A very big part of this is ensuring that the source of media is
correctly identified.  In part, this is the same problem we already
have.  In addition, sites need to take some responsibility for making
any necessary distinction sufficiently clear on their own interface.  In
this context, the burden lies with the ad network.

((Aside.  I'm not sure that this is always true:
   [...] sites which host
   advertisements often learn very little about whether individual users
   clicked through to the ads, or even which ads were presented

That's true for ads in iframes, but then the reputation concern isn't
entirely applicable.  If the ads are served inline, then I would have to
assume that obfuscation of ad network content is the only protection
against the site learning about ad content and user interactions.))

COMMUNICATIONS CONSENT

The idea that a target for a media flow consents is not binary in the
sense that ICE establishes.  Even with the addition of an expiration
time to ICE consent, there are two problems related to the volume of
packets that need addressing:

The rate at which STUN Binding requests are generated in ICE is
dependent on the bandwidth available for media.  Because this
information comes from a web attacker, the browser cannot trust this
information.  The browser has to rate-limit Binding requests based on
its own information.  In practice, this probably has to be based on a
fixed rate.

Even once the browser has validated consent, it has no idea _how much_
media is OK to send.  The difference between 8kbps audio and 5Mbps high
definition video is enough to make many an internet connection melt.
RTCP feedback like TMMBR is good, but maybe those packets could be made
to get "lost" by a network attacker.  Plus, if we are going to offer a
data channel that doesn't use RTCP, then that option isn't available.

BANDWIDTH LIMITING

Bandwidth limiting is probably an important security feature that isn't
really covered, though you touch on it in the security considerations of
security-arch.

SPECULATIVE STUFF

Don't think that we need masking: TURN TCP probably has enough
protection already and that's the only TCP I can imagine having to use,
aside from HTTPS...

Don't think that we need some sort of implicit consent mechanism.  For
consent, I don't think that it's unreasonable to expect ICE-lite at a
minimum.

See thread on hiding IP addresses.  In order to avoid tracking via IP,
clients should not use the Internet.  I hear that Tor is somewhat handy
at making it possible to have cake that you can eat too.  That said, I'm
not sure that that particular cake tastes all that nice...

IdP

MIXED CONTENT

security-arch@S5.1

It might make sense to consider _all_ unsecured HTTP is being in the
same origin for the purposes of this.

Furthermore, I subscribe to the view that mixed content == unsecured.

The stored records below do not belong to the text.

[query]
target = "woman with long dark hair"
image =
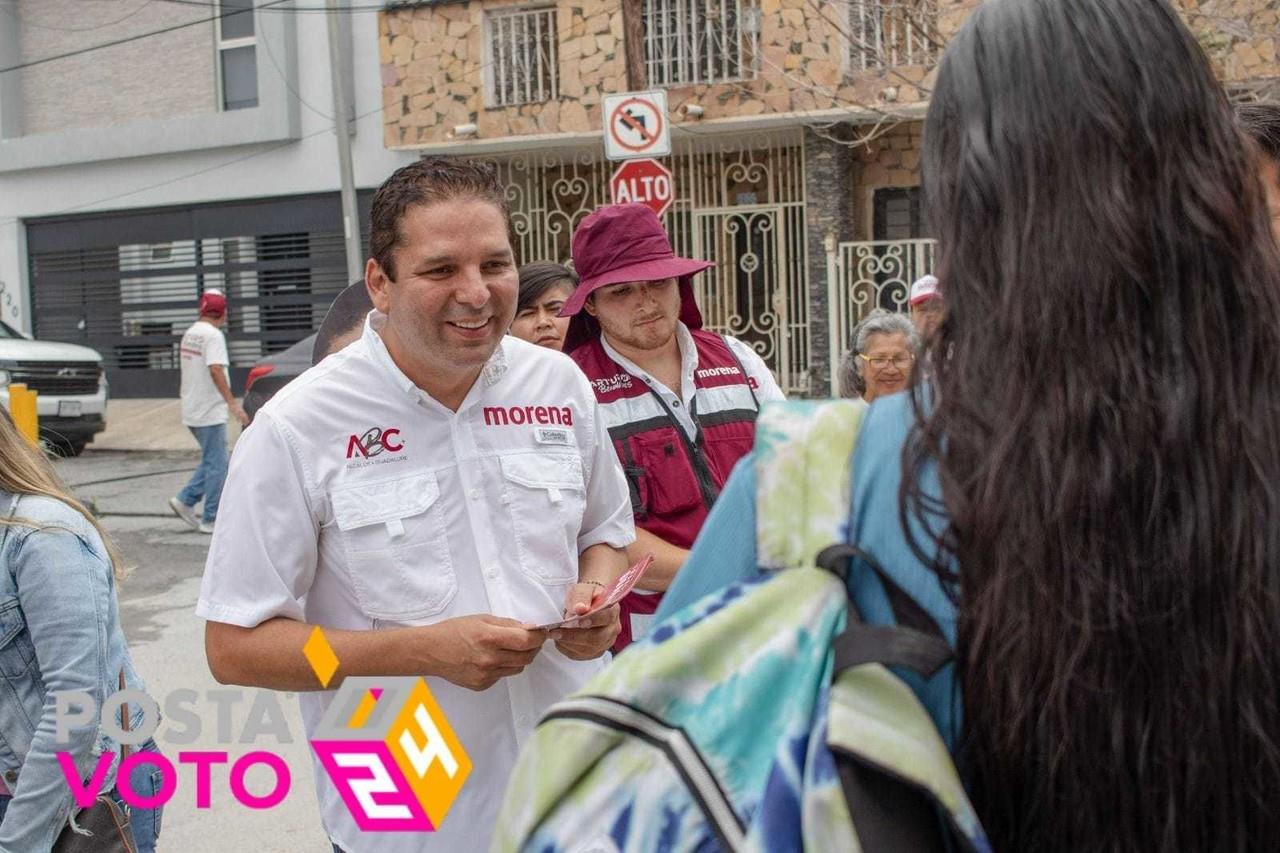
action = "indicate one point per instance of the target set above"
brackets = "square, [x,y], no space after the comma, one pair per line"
[544,287]
[1098,530]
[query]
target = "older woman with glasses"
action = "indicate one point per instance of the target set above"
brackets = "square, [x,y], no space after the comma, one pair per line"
[883,352]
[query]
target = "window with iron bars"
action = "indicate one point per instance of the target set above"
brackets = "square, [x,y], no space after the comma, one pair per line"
[522,63]
[700,41]
[886,33]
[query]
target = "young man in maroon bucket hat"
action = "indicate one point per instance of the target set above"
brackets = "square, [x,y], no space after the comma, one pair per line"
[680,402]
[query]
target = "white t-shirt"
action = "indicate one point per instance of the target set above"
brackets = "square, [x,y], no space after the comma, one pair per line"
[201,347]
[764,386]
[356,501]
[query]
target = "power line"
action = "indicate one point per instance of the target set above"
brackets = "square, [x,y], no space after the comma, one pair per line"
[383,7]
[137,37]
[27,22]
[284,78]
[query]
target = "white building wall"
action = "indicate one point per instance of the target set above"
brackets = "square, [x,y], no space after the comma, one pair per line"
[158,77]
[293,167]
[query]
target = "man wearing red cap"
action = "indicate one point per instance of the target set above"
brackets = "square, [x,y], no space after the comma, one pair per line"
[926,304]
[206,400]
[680,402]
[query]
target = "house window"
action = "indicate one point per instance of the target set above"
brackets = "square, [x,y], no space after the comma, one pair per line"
[522,64]
[886,33]
[237,55]
[700,41]
[897,214]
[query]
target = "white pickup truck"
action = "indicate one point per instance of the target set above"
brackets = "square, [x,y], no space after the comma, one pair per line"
[71,384]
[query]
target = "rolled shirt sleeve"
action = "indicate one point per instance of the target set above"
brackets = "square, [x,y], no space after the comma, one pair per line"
[215,350]
[263,559]
[766,386]
[607,518]
[64,592]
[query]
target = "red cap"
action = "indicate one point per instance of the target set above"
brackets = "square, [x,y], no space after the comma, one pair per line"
[213,302]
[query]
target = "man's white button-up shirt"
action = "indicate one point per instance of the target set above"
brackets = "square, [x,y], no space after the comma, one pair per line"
[356,501]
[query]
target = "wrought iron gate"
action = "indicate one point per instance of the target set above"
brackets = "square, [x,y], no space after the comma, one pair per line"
[739,204]
[864,276]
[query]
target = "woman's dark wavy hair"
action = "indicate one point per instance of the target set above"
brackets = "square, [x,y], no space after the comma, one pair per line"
[1114,496]
[538,278]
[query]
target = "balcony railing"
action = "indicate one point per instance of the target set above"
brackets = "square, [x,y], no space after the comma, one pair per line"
[522,64]
[886,33]
[700,41]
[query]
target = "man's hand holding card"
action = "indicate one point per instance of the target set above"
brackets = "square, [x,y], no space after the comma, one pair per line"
[590,620]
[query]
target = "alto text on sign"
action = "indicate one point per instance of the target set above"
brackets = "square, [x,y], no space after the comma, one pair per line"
[645,182]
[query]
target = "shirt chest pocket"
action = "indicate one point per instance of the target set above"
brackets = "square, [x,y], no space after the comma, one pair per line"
[547,498]
[398,560]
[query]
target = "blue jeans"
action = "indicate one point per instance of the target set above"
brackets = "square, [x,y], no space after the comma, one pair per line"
[209,477]
[145,824]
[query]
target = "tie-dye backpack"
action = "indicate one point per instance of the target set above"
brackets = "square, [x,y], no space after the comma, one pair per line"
[726,730]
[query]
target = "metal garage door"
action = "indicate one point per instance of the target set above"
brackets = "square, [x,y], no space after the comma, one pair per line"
[127,283]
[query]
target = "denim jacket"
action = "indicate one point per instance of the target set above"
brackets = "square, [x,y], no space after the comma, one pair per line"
[59,630]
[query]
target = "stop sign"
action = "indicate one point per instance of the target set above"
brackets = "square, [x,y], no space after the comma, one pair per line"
[647,182]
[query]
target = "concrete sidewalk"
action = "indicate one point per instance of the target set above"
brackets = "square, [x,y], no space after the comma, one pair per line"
[149,425]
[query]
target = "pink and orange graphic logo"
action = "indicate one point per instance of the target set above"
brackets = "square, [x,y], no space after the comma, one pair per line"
[387,747]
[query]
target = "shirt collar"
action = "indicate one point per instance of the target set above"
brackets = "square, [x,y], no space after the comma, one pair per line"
[492,372]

The idea that a page might become mixed content is a real concern.
Terminating the session is probably the only safe choice.

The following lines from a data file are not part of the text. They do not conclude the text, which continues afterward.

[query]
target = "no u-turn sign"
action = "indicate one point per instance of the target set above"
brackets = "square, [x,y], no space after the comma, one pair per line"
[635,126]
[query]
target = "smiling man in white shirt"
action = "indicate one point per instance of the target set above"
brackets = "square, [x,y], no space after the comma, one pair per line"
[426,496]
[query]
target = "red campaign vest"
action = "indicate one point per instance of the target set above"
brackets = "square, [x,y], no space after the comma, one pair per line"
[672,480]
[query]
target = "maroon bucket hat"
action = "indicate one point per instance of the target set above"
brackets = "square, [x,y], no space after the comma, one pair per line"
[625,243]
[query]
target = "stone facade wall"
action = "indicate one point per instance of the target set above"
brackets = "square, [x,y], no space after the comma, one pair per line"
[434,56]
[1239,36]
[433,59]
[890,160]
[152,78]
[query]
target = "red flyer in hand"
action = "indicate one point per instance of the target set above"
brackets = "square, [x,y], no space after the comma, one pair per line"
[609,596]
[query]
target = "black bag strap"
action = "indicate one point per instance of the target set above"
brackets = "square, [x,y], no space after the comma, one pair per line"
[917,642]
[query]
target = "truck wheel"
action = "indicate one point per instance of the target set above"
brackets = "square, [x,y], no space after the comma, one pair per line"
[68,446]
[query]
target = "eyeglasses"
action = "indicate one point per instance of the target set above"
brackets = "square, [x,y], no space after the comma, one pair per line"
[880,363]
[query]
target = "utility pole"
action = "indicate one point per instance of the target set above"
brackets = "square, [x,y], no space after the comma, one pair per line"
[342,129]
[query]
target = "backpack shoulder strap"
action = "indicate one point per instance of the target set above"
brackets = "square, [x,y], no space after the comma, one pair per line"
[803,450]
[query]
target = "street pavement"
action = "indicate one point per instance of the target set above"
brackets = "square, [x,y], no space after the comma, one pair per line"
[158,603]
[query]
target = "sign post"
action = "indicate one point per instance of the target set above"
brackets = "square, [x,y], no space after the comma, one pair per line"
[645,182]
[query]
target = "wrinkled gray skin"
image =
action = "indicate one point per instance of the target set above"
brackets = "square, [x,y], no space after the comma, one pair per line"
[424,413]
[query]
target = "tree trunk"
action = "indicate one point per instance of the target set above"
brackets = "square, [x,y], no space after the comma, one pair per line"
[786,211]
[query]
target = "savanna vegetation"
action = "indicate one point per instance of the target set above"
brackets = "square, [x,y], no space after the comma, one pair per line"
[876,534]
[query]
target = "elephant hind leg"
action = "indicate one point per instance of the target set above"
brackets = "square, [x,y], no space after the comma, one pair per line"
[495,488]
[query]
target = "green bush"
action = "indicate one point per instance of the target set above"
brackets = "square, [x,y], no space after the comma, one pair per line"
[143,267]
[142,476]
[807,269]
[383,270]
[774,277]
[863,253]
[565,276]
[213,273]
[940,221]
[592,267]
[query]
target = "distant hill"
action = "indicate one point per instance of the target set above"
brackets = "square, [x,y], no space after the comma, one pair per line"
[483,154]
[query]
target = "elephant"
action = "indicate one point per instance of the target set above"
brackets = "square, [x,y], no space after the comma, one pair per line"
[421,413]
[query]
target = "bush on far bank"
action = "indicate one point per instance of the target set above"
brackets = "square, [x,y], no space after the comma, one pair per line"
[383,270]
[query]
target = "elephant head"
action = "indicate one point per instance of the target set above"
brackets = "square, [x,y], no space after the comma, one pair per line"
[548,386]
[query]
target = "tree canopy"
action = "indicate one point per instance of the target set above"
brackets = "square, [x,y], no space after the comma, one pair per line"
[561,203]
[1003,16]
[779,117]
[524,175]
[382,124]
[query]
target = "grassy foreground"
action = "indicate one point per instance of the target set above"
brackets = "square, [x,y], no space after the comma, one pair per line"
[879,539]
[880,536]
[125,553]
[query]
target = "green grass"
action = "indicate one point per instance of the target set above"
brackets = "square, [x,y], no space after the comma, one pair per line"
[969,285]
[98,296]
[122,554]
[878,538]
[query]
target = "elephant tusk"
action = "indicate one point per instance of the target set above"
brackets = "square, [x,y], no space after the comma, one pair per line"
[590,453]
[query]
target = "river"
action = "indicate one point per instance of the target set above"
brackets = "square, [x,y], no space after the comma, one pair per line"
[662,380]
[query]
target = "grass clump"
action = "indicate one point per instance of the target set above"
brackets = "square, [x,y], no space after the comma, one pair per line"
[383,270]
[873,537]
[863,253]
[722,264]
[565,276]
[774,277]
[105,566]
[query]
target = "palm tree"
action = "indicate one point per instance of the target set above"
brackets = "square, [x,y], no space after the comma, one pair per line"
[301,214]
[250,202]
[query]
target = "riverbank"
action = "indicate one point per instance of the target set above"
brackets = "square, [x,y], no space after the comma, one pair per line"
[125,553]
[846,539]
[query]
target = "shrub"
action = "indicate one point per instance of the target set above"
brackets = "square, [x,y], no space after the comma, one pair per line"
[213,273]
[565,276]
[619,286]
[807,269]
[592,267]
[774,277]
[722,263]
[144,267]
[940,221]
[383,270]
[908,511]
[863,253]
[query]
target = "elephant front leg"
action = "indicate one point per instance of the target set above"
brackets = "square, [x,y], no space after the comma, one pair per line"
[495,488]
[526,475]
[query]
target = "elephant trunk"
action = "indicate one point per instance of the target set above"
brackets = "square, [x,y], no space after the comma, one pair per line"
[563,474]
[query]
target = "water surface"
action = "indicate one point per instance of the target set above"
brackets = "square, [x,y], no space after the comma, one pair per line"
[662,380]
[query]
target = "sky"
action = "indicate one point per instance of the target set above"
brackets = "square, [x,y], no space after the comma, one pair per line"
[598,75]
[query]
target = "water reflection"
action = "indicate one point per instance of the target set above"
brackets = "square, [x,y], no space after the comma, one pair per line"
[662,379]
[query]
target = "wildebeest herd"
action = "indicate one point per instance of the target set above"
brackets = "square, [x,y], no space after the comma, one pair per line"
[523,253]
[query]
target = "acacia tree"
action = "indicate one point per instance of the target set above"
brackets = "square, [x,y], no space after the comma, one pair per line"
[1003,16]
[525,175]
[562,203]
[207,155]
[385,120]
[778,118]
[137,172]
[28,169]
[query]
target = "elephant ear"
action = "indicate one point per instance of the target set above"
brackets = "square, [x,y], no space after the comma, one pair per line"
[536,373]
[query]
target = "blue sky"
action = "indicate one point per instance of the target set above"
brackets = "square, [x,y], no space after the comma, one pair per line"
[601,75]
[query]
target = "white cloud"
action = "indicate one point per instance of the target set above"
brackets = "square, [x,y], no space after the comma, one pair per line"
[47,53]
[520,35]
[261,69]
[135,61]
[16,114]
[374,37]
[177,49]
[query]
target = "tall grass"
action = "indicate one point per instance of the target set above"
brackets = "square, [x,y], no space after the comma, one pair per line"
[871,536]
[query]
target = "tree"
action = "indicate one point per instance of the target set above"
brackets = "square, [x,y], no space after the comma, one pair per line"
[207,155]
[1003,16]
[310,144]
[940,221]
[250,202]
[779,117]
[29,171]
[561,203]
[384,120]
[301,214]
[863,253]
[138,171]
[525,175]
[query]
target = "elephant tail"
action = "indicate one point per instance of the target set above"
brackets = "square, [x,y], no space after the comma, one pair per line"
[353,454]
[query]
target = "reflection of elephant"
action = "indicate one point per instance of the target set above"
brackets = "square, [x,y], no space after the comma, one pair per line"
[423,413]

Here's the thought process.  Initially, I thought that it might be
sufficient to prevent modifications to the session once a page goes
rogue.  At least then if a secure browser-to-browser pipe exists that
the page could not access prior to the poisoning, this pipe can continue
unmodified.  However, if one browser goes off the grid, then it can
simply exploit any renegotiation capabilities that exist in the
application to trigger changes through the signaling channel.  For
instance, EKT might allow the attacker to update keys.  Given that it
should also be possible to insert a relay (in one direction at least) by
providing faked "candidates", this cracks it wide open.  The more
renegotiation capabilities exist on the media path, the worse this is.

ICE TRANSACTION ID

...need only be hidden for Binding requests that are outstanding.
Successful requests need not be hidden.  (Note that this means meeting
all of the success criteria specified in RFC 5245.)

ICE KEEPALIVES

Are not sufficient, so don't require them.  Instead, require a repeat of
the connectivity check.  That ensures consent is refreshed and it also
means that the statement about ICE-Lite remains true, which would not be
so if another mechanism were used.

UNLINKABILITY

security-arch@S5.5

Nothing on this in the security doc.  What is the goal here?

Minting a new key can be expensive.  How do you prevent sites from
pushing the button too often and causing a different sort of problem?